THE INVOLVEMENT OF THE RAS IN SARS-CoV-2 INFECTIONS
The classical RAS is a hormonal system that regulates blood pressure as well as fluid and electrolyte homeostasis. Angiotensinogen, the principal precursor of the RAS, is produced from the liver and is sequentially cleaved into angiotensin I (Ang I) and angiotensin II (Ang II) by renin and ACE, respectively.
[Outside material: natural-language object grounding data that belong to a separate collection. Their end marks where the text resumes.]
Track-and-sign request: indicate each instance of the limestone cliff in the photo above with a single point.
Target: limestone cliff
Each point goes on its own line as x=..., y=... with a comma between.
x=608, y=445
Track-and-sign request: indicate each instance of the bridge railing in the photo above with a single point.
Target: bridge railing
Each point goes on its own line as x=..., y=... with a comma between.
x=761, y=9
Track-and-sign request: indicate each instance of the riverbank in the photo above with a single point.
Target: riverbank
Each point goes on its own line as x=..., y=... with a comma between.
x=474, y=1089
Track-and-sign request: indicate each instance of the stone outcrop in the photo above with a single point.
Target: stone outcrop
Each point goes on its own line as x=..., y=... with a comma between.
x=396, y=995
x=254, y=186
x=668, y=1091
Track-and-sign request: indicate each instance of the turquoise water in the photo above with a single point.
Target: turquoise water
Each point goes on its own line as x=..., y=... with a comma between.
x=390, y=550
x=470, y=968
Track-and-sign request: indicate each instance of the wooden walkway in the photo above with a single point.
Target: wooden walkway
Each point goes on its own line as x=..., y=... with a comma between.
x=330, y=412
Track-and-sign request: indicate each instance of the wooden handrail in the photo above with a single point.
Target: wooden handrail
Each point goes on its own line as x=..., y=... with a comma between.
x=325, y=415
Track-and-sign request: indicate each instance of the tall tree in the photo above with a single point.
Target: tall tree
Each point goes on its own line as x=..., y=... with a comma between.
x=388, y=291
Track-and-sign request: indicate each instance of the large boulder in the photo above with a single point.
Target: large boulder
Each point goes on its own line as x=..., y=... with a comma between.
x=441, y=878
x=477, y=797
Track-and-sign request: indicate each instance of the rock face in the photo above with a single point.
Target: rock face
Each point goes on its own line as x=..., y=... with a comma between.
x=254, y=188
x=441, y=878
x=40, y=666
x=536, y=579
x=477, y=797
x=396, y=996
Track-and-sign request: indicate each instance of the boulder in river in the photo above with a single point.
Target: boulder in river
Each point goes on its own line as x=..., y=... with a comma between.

ACE2, located on the surface of endothelial cells, is a carboxypeptidase that hydrolyzes Ang I (Ang 1–10) and Ang II (Ang 1–8) to Ang 1–9 and Ang 1–7, respectively (23). Ang II mediates its physiological effects through the G protein-coupled receptors angiotensin II type 1 receptor (AT1R) and angiotensin II type 2 receptor (AT2R). The primary effects of Ang II, including inflammation, vasoconstriction, fibrosis, and the production of reactive oxygen species (ROS), are mediated via AT1R (Fig. 1). Additionally, ACE2 counteracts the ACE-Ang II-AT1R axis via the Mas receptor, which is specific to Ang 1–7 (Fig. 1). ACE2 has numerous beneficial effects, including cardioprotective, nephroprotective, antidiabetic, and antioxidative effects (9, 21, 22, 37). The binding of Ang 1–7 to the Mas receptor mediates the activation of phosphatidylinositol 3-kinase (PI3K), which subsequently alters the immune system by upregulating the phosphatidylinositol signaling pathway (12, 18). The balance between ACE/Ang II/AT1R and ACE2/Ang 1–7/MasR is crucial for maintaining normal health (30). ADAM17 plays a key role in maintaining the balance between ACE/Ang II/AT1R and ACE2/Ang 1–7/MasR by mediating the shedding of the ectodomain of ACE2.
Fig. 1.
Balance between the angiotensin-converting enzyme (ACE)-angiotensin II (Ang II)-angiotensin 1 receptor (AT1R) axis and the ACE2-Ang 1–7-Mas receptor axis. A: ACE2 converts Ang II to Ang 1–7. B: Ang II binds to AT1R and induces numerous detrimental effects, including vasoconstriction, production of reactive oxygen species (ROS), hypertrophy, and fibrosis. C: Ang 1–7 binds to the Mas receptor and induces protective effects and counteracts the ACE-Ang II-AT1R axis. D: ADAM17 mediates the shedding of the ectodomain of ACE2.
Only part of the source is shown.